A project like the one that brought us here will raise lots of questions. And here’s the best one: why wouldn’t you put a rotary engine into a trike? Wankel motors are amazingly small for their output and deliver the kind of soundtrack that can crash any car meet. Well, as far as this machine is concerned, the avid builders over at Grind Hard Plumbing have been doing what their label says (minus the plumbing) for the past 18 months or so. And their RX-7 rotary drift trike is now complete!
The backbone of the contraption is a custom tubular frame, but, if that’s not already obvious by now, we’re more interested in its motivation. How much horsepower does the rotary drift trike make? We’ll get there soon.
With one less wheel, no body to support, and a single seat (among others), this machine is obviously much lighter than the already scale-friendly Mazda RX-7 that the iconic 13B twin-rotor engine is used to power—hey, another YouTuber put a 13B in a boat!
As such, the 1.3L Wankel is present here in naturally aspirated form, with a carburetor, which means you can expect anywhere between 100 and 200 horsepower.
The actual number depends not just on the configuration, but also the state of the engine—truth be told, Wankels are not without their drawbacks. And while the high emissions or oil consumption that forced Mazda to retire the motor a decade ago don’t matter here, the state of the Apex seals that ensure the hardware delivers proper power does.
Regardless, the 13B sends its power to the rear wheels of the trike via the factory Mazda manual, whose central, between-the-rider’s-legs position makes us think of a tractor (perhaps this Lamborghini 2241R?).
The Mazda RX-7-powered trike is a collection of parts
As Edwin Olding, who runs Grind Hard Plumbing Co together with Ethan Schlussler, explains, this drift trike is a collection of parts.
For one, the fork comes from a Honda motorcycle, while the rear suspension and differential were borrowed from an Audi A6. However, since this is a slip angle machine, the diff was diligently welded by Olding.
For the final phase of the build, the guys painted the trike, giving it a bit of an Iron Man suit look with the red chassis and gold gearbox—we never pegged Robert Downey Jr’s Tony Stark character for a rotary guy. But perhaps an RX-7 would be a nice addition to his supercar garage that’s been mostly represented by an Audi R8 and a second-gen Acura NSX.

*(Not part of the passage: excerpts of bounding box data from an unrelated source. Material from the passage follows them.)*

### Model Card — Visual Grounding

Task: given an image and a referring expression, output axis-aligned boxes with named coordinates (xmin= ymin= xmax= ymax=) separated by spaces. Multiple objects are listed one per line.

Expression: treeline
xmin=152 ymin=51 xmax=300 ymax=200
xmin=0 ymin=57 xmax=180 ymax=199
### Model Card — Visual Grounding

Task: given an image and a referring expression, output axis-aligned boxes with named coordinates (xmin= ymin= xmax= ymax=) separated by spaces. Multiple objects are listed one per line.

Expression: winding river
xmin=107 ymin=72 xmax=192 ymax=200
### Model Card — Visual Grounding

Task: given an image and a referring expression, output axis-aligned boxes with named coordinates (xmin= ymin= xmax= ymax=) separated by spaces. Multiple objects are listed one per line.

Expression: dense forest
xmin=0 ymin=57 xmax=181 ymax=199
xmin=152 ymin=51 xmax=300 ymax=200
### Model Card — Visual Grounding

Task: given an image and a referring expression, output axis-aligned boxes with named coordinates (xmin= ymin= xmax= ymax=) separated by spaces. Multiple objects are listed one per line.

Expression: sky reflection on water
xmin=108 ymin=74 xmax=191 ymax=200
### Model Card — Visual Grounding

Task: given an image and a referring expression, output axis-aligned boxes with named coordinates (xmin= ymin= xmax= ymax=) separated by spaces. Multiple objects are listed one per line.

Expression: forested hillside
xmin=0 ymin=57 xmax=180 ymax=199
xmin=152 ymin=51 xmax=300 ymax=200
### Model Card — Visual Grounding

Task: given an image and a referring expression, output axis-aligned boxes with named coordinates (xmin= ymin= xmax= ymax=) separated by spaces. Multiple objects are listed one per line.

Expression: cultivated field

It might be used for towing, too
With the contraption now finished, you can take a closer look at its details in the first video below—the boys promise to put the vehicle to sideways work for their next clip.
Meanwhile, though, we’ve added a second vid from one year ago, which shows a less complete iteration of the trike doing its drifting thing in the dirt, as you’d expect with those 15-inch off-road-ready rear tires. And yes, we too wish this thing would destroy some street tires, as drifting is (mostly) an asphalt discipline…
Now, as we mentioned when discussing the micro jet boat build you’ll see in the background of the first clip, Gring Hard Plumbing is the type of YouTube channel that engaged with its audience. As such, fans took to the comments section of the vid to suggest some drift trike tweaks of their own.
These range from a pair of rods replacing the tricky-looking steering cables and a fork split accommodating a larger front wheel, to lights that would help make this build street-legal and a tow hitch. And the builders already seem to have agreed to that last bit!